Go into that discussion with a plan for what accomodation you need, what you details you are going to tell them about your medical history (and what you are not; you don't need to tell them everything, but it is easier to get more specific accomodations if you are more specific) and what you are doing to reduce the need for accomodation if it applies (and it probably does in your case - for instance you might say you are working to get a medication for this but the meds can take a month or more to kick in and you may have to try multiple meds to get the one that works.).

If you have a medical note from your doctor or therapist, bring it to the meeting. You may need to discuss it with the therapist first and he or she will likely suggest ways to make this a more successful request.


when is it appropriate to bring such issues up at a new job?

It's appropriate to bring up these issues whenever they look like they will get in the way of you successfully completing your assigned tasks. That appears to be now.

It's unfortunate that you chose not to discuss an issue you've been struggling with for 10 years during your interview process. But that's done and you must live with that decision and move on.

Be ready to explain why you didn't bring it up before, explain they symptoms you have experienced in the past and now, explain the kind of professional help you are getting, and explain what you need from your manager and your company. Be willing to work hard to come to a solution that works for both sides.


I do not think we can give you a meaningful answer here. What you should do really depends on how frequently your condition has an impact on your performance, what exactly your duties are (is it actually a problem when you cannot answer the phone?), and so forth.

However, you write that you have already started the process of seeking help. I assume this means you are seeing a psychologist or therapist (which is good all by itself!). You will not be the first client this therapist has with a similar question, and you will likely go into deep details with your therapist about everything related to your job that you cannot and should not discuss with us here. Conversely, your therapist should have a lot of experience about disclosing information like this with employers, and ideally would even know a bit about applicable workplace law, or could direct you to someplace you could get competent legal advice.

So my advice would be to discuss this question with your therapist. Good luck!

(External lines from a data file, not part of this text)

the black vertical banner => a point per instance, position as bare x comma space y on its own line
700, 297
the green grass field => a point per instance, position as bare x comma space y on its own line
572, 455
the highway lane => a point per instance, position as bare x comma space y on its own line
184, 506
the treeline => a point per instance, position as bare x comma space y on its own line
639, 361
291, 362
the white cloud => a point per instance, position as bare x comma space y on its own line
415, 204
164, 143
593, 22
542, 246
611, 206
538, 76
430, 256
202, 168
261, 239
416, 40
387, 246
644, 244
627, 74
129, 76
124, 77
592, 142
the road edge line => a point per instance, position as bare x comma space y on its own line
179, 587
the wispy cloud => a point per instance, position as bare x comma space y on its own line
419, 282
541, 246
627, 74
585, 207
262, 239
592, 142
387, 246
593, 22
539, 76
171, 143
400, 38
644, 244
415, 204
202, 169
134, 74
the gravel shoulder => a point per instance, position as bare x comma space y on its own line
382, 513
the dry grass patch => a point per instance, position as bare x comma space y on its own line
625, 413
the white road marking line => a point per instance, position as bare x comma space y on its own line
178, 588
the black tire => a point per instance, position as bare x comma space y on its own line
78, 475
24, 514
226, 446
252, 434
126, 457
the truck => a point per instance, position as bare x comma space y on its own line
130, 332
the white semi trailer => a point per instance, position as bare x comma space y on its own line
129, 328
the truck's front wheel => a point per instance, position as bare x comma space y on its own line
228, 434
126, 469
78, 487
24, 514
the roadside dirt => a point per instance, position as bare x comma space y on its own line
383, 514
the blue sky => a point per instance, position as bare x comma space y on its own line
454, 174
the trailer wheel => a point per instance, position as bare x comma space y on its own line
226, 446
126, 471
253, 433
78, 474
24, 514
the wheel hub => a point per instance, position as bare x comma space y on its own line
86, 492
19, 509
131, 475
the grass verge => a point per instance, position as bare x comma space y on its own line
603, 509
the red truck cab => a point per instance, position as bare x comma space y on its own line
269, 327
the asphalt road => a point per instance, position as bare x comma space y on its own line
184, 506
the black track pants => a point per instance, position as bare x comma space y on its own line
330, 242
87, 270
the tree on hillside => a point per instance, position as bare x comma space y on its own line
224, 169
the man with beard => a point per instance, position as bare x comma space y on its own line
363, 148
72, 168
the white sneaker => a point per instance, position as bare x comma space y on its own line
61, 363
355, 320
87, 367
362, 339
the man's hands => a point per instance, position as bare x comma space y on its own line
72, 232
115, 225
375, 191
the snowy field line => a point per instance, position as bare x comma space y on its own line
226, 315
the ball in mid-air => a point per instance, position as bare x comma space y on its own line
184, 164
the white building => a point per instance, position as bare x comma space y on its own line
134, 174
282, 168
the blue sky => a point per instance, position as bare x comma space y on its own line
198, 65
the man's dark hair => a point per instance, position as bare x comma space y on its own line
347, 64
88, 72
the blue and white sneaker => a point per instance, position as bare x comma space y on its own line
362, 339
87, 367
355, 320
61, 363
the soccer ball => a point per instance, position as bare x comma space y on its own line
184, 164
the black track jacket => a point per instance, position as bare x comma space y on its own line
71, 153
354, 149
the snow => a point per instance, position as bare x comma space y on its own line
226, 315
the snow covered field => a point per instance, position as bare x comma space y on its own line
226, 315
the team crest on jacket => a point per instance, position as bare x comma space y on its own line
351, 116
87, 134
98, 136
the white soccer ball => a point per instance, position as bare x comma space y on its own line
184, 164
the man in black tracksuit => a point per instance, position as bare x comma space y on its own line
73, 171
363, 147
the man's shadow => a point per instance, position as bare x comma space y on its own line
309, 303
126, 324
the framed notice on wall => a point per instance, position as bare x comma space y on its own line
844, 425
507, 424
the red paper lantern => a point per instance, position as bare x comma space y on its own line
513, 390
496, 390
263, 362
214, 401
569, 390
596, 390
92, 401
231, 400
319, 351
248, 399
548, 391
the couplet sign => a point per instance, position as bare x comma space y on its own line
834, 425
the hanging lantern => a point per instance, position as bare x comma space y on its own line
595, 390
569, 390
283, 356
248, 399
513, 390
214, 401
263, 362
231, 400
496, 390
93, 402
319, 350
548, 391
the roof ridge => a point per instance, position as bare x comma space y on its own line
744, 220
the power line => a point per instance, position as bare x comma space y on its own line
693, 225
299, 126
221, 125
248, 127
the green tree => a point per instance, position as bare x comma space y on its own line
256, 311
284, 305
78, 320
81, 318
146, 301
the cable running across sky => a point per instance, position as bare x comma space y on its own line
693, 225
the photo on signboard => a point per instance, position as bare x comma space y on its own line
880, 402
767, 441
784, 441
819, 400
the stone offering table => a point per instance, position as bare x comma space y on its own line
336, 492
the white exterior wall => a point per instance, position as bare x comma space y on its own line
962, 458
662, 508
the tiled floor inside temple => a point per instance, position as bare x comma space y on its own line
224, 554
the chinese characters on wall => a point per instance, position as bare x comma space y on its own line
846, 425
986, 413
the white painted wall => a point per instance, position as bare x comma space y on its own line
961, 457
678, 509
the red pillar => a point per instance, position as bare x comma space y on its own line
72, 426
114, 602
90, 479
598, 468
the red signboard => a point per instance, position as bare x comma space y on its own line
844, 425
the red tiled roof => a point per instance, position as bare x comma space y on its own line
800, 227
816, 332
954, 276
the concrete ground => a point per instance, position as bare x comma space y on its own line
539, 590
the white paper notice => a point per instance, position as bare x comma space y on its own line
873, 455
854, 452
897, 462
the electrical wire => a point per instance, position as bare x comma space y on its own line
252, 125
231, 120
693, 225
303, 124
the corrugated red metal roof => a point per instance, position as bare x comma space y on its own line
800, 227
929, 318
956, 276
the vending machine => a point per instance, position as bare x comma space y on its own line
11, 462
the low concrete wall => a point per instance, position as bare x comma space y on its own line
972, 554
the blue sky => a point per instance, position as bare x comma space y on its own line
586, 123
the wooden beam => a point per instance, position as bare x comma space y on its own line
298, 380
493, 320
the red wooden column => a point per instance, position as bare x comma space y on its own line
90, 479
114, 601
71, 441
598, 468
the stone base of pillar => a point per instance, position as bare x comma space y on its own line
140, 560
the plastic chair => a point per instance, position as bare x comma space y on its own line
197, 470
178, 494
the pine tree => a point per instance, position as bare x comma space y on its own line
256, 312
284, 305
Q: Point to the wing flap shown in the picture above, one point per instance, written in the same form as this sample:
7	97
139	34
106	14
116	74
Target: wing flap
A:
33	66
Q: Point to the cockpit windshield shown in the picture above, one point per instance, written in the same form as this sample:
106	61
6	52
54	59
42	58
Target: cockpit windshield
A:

  • Another thing that I think you should consider strongly when making the decision to tell or not tell, is: How will it affect you? Will you feel more at ease once it's out in the open (which might reduce the problem)? Or will you feel like you're under a spotlight?
    – mhwombat
    May 16, 2015 at 18:31

First, seek to make your own accommodations for your condition. If you can't pick up the phone immediately, can you return the call two minutes later? If you are having a bout of dyslexia, can you postpone reading for a couple of minutes?

If things are still not under control, seek an accommodation for your anxiety from HR but I don't think you can ask for an accommodation without a specific idea as to the accommodation you want. And it has to be an accommodation that's feasible. Otherwise, hello unemployment.

  • 3
    I didn't write that comment by hand. I voted for deletion of the answer because of its content being utterly vague and borderline off-topic. And for the record "useless and worthless" is quite the redundancy. Don't take your anger out on me for your downvotes.